21

I would like to understand how to generate prediction intervals for logistic regression estimates.

I was advised to follow the procedures in Collett's Modelling Binary Data, 2nd Ed p.98-99. After implementing this procedure and comparing it to R's predict.glm, I actually think this book is showing the procedure for computing confidence intervals, not prediction intervals.

Implementation of the procedure from Collett, with a comparison to predict.glm, is shown below.

I would like to know: how do I go from here to producing a prediction interval instead of a confidence interval?

#Derived from Collett 'Modelling Binary Data' 2nd Edition p.98-99
#Need reproducible "random" numbers.
seed <- 67

num.students <- 1000
which.student <- 1

#Generate data frame with made-up data from students:
set.seed(seed) #reset seed
v1 <- rbinom(num.students,1,0.7)
v2 <- rnorm(length(v1),0.7,0.3)
v3 <- rpois(length(v1),1)

#Create df representing students
students <- data.frame(
    intercept = rep(1,length(v1)),
    outcome = v1,
    score1 = v2,
    score2 = v3
)
print(head(students))

predict.and.append <- function(input){
    #Create a vanilla logistic model as a function of score1 and score2
    data.model <- glm(outcome ~ score1 + score2, data=input, family=binomial)

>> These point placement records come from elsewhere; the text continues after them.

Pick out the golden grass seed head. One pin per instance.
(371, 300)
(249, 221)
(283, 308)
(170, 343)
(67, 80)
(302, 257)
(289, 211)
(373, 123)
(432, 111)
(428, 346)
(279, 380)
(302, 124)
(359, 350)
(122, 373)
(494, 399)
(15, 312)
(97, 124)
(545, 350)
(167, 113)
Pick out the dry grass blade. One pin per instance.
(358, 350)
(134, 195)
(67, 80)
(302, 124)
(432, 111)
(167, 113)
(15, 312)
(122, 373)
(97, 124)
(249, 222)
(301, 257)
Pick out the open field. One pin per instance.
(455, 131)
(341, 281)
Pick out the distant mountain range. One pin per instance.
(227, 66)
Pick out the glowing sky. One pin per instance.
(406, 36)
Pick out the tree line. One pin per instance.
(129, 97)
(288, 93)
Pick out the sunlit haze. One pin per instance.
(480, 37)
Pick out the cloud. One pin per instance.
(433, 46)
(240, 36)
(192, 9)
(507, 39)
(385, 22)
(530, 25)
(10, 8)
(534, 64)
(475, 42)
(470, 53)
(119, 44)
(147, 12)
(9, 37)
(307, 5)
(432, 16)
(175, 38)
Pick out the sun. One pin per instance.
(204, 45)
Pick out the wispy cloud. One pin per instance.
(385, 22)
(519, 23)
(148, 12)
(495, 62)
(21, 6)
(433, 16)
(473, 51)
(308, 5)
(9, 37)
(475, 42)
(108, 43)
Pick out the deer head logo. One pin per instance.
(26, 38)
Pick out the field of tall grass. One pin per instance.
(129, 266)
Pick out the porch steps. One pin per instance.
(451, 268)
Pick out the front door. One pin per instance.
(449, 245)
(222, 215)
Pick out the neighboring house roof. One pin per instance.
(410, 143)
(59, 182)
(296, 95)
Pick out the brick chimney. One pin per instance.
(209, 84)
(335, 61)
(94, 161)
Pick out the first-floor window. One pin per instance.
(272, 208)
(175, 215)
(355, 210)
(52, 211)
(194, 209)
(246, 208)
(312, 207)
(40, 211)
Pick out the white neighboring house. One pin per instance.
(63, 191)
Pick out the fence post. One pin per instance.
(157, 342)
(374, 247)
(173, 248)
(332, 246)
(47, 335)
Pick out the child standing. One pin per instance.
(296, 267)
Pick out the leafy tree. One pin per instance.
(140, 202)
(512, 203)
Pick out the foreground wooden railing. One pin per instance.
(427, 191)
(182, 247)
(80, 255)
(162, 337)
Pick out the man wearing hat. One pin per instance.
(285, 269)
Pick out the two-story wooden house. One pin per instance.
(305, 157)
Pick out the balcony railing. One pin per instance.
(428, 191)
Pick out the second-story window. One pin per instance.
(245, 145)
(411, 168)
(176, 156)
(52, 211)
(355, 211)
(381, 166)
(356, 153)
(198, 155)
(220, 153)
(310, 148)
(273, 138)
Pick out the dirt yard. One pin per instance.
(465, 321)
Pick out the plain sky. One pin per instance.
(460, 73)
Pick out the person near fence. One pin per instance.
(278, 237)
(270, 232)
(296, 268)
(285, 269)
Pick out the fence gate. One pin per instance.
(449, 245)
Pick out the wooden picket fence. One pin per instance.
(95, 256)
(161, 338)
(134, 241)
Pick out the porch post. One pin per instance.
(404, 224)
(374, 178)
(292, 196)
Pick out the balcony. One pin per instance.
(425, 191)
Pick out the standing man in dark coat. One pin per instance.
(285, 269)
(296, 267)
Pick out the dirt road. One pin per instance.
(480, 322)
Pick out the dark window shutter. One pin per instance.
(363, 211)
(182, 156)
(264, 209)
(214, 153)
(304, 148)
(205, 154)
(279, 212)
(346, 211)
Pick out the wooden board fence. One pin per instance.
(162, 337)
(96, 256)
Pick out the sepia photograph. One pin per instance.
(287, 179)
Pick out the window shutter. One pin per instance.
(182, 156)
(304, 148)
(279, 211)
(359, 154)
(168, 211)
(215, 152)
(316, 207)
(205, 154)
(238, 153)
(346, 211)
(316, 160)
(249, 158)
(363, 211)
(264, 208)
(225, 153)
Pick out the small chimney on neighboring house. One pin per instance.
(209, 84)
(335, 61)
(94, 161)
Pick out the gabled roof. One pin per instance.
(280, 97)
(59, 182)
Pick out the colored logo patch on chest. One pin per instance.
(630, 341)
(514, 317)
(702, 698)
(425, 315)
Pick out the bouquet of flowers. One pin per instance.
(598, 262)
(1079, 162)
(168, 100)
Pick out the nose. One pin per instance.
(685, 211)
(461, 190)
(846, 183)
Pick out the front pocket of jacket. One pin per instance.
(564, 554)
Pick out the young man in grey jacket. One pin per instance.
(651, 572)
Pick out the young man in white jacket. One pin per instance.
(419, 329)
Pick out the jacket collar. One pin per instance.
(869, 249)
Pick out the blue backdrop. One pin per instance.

    #Calculate predictions and SE.fit with the R package's internal method
    # These are in logits.
    predictions <- as.data.frame(predict(data.model, se.fit=TRUE, type='link'))

    predictions$actual <- input$outcome
    predictions$lower <- plogis(predictions$fit - 1.96 * predictions$se.fit)
    predictions$prediction <- plogis(predictions$fit)
    predictions$upper <- plogis(predictions$fit + 1.96 * predictions$se.fit)


    return (list(data.model, predictions))
}

output <- predict.and.append(students)

data.model <- output[[1]]

#summary(data.model)

#Export vcov matrix 
model.vcov <- vcov(data.model)

# Now our goal is to reproduce 'predictions' and the se.fit manually using the vcov matrix
this.student.predictors <- as.matrix(students[which.student,c(1,3,4)])

#Prediction:
this.student.prediction <- sum(this.student.predictors * coef(data.model))
square.student <- t(this.student.predictors) %*% this.student.predictors
se.student <- sqrt(sum(model.vcov * square.student))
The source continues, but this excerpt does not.